I do not know if I will make it to the 2014 Texas State Fair. My last visit I parked in a remote parking lot from whence I was delivered to the Fair's entry gate via a Trinity Rail Express train. That was fun.

I could take a TRE train to Dallas, and then hop the DART train line which goes directly to the State Fair of Texas. That might be adventurous. Or possibly all sorts of aggravating.

If you have yourself a mighty fine time watching the video below, please note that that is not Big Tex playing bongos you hear throughout the video....

Visiting Zebra at the Fossil Rim Wildlife Center

If you are visiting the Hill Country zone that surrounds Glen Rose there are two nearby attractions you need to visit.

One is Dinosaur Valley State Park.

The other is the Fossil Rim Wildlife Center.

The intro blurb from my Eyes on Texas website's webpage about the Fossil Rim Wildlife Center sums up how I felt about the experience.

Located near Glen Rose and Dinosaur Valley, Fossil Rim Wildlife Center is the most entertaining attraction we have yet found in north Texas. The lively wildlife, the many visitors, the well-designed park, the scenery. This place even managed to have several very steep hills, both uphill and downhill, so steep they required 'shift to low gear' signs. Steepest road grades we have seen in Texas. 

The drive through Fossil Rim is basically one surprise after another. I had never had a a zebra stick its head in my window before. Or try to bit a chunk out of my steering wheel.

I don't think I have ever added so many photos to a webpage as I did on the Fossil Rim Wildlife Center webpage.

I also do not believe I ever experienced, before or since, as much interaction with wildlife as I did the day I visited Fossil Rim. In addition to the zebra, I also got close with an ostrich, a giraffe and a laughing goat. To name a few of the more memorable encounters.

After I webpaged my experience I got email from Fossil Rim, after which a few emails were exchanged. And then Fossil Rim mailed me a Season's Pass for two, along with four guest  passes. All good for a year.

None of which I got around to using. I have long intended to  return to makes videos. But never have.

I have never been much of a fan of zoos. Although zoos have greatly improved, losing much of that animals in prison cages feel, replaced with simulated natural habitats.

At the Fossil Rim Wildlife Center you definitely do not feel like you are visiting a zoo. It feels more like you are taking a drive through the natural habitat of hundreds of wild animals having themselves a mighty fine time interacting with the visitors.

Saturday, September 13, 2014

Lost in Dinosaur Valley State Park

As you can see on the list of links on the right I have an Eyes on Texas Facebook page.

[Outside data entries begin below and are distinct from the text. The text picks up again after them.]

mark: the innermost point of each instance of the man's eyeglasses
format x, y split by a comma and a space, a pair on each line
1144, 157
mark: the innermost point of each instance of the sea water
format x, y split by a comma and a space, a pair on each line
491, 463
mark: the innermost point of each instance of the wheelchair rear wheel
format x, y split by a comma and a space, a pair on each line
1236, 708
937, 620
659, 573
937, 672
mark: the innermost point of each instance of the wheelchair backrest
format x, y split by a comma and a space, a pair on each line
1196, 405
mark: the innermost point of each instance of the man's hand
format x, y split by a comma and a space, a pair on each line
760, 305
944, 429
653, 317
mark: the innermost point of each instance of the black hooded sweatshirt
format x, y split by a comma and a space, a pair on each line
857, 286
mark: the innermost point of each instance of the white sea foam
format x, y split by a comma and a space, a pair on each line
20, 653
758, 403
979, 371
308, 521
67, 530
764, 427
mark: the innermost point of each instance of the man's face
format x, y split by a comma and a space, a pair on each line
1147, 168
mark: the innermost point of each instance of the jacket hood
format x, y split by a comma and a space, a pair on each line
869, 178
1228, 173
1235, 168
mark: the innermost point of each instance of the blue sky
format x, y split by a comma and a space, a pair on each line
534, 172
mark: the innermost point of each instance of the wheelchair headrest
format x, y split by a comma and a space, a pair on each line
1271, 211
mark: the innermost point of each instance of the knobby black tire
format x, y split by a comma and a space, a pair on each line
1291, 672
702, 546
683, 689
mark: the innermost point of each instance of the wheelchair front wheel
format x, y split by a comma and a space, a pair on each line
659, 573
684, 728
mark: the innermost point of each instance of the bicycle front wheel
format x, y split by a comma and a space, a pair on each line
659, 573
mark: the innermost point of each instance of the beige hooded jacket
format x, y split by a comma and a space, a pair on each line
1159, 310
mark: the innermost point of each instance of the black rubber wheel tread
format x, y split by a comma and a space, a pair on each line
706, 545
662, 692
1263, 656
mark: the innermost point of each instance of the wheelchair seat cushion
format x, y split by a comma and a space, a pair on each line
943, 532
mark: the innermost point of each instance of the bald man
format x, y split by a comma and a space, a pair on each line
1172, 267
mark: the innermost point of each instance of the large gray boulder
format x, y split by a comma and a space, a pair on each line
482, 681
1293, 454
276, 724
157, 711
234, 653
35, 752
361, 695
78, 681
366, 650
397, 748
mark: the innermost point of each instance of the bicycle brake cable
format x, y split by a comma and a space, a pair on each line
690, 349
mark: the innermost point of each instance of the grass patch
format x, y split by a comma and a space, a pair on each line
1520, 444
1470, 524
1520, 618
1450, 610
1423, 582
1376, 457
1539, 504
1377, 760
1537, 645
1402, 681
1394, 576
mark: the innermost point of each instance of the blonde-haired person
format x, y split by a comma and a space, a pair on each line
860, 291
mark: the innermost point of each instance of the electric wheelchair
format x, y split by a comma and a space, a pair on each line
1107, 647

Today Facebook repeatedly suggested I enable an automatic posting feature where a Facebook post gets posted as an Eyes on Texas Twitter post.

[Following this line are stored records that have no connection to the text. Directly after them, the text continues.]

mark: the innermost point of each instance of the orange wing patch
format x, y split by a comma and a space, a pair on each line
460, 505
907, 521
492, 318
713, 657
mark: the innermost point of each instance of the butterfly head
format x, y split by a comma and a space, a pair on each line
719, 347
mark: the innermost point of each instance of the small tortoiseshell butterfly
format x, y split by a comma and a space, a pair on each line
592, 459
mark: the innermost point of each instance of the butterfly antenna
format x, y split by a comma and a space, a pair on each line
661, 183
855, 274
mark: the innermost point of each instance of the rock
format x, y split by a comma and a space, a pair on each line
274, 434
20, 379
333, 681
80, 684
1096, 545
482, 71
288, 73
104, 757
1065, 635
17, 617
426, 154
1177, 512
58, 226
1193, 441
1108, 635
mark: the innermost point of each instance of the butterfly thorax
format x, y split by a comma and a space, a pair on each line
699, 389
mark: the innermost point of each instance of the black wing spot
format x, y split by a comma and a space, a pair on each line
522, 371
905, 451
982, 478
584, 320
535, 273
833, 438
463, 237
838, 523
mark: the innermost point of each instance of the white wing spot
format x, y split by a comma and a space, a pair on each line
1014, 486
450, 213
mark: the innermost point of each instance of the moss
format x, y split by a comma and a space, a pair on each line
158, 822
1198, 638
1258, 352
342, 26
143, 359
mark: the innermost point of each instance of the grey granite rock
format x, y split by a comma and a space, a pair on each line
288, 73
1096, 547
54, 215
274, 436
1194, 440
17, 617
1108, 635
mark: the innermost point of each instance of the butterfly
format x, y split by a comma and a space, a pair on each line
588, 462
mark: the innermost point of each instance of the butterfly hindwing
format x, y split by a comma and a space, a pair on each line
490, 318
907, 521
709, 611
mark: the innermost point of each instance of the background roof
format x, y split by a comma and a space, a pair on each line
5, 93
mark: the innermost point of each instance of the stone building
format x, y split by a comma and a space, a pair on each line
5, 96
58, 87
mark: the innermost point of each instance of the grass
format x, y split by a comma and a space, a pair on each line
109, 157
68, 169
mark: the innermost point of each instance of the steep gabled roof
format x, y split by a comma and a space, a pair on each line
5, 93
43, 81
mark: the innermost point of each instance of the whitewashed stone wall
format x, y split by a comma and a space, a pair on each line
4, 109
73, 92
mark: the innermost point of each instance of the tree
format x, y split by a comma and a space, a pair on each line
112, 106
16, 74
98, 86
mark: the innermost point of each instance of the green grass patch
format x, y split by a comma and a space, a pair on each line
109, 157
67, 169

Not really understanding what this would do I enabled it, thinking that the Twitter tweet would somehow link back to the Facebook post.

Instead the Twitter tweet linked to the link in the Facebook post which linked to my original Dinosaur Valley State Park page on my Eyes on Texas website.

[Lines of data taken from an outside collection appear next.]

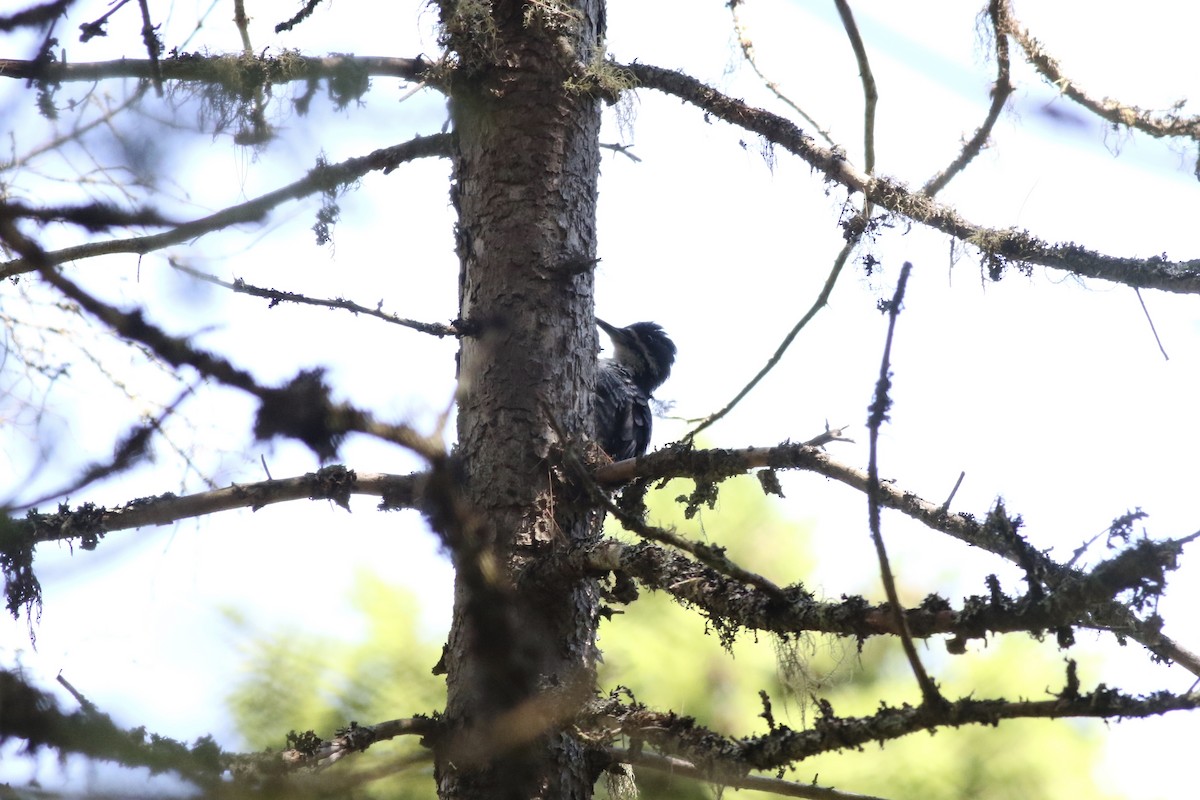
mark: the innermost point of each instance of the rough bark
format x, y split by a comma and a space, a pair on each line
525, 187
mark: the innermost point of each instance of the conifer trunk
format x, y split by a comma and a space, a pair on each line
525, 187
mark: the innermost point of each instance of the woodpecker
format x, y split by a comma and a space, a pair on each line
642, 359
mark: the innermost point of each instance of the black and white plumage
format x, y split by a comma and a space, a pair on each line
642, 359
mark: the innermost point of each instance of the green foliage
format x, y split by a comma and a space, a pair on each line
297, 681
670, 659
666, 657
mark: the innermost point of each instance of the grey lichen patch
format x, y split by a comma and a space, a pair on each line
469, 30
603, 78
553, 16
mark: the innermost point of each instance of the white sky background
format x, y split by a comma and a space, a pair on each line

So, a person seeing the blurb of text on Twitter, when clicking on the link, does not go to the Facebook source of that text, instead they go where that text does not exist.


Below is the text in the post on Facebook about Dinosaur Valley State Park of which Twitter tweeted the first few words.....

The best hiking and mountain biking that I have experienced in North Texas has been in Dinosaur Valley State Park, located near Glen Rose and the Fossil Rim Wildlife Center. 

I sort of enjoy getting lost. 

I've been lost on the Dinosaur Valley trails both hiking and biking, with the best/worst lost experience occurring on a Christmas Day.

I did not realize the park would be pretty much empty on Christmas Day, with no one at the entry gate. I pedaled for hours, telling myself to keep track of the various junctions and colored trail markers.

But, as the sun began to set I realized I was not where I thought I was. 

I was lost. 

As darkness began to set in I began pondering hiding the bike in the brush and moving as fast as I could on foot. Right about then I got my bearings.

I think this may be the last time I've been lost.